Academic background
- Alma mater: University of Tennessee system, ISPA – University Institute

Academic work
- Institutions: University of Canterbury

= Joana Kuntz =

New Zealand psychologist

Joana Coelho Kuntz is a New Zealand academic, and is a full professor in the School of Psychology, Speech and Hearing at the University of Canterbury, specialising in organisational and employee resilience, diversity and inclusion, and managing organisational change.

==Academic career==

Kuntz completed a PhD at the University of Tennessee and then worked in organisational development in America and Europe. Kuntz moved to New Zealand to join the faculty of the School of Psychology, Speech and Hearing at the University of Canterbury in 2009, rising to full professor in 2024. Kuntz's research covers employee and organisational resilience, leadership development, managing organisational change, and diversity and inclusion.
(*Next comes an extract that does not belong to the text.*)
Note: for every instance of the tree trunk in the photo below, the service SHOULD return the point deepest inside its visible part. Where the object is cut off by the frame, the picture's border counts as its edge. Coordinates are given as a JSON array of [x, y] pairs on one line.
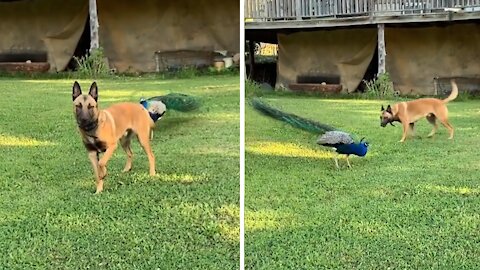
[[94, 43]]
She is interested in how resilience is measure and assessed for individuals and organisations. Kuntz is a co-founder of Canterbury's Employee Resilience Research group, who work with government agencies and companies to improve resilience after the Christchurch earthquakes. One of Kuntz's students examined the relationship between the resilience of employees and the resilience of their organisation. Kuntz has also published on the stressors reported by workers during the COVID-19 pandemic. She also commented on why workers might be more willing to accept pay cuts to help businesses stay afloat during the pandemic. Kuntz is also interested in the future of work.

In 2011 Kuntz was awarded an Erskine Fellowship, an academic exchange programme at the University of Canterbury. In 2013 she was nominated for lecturer of the year.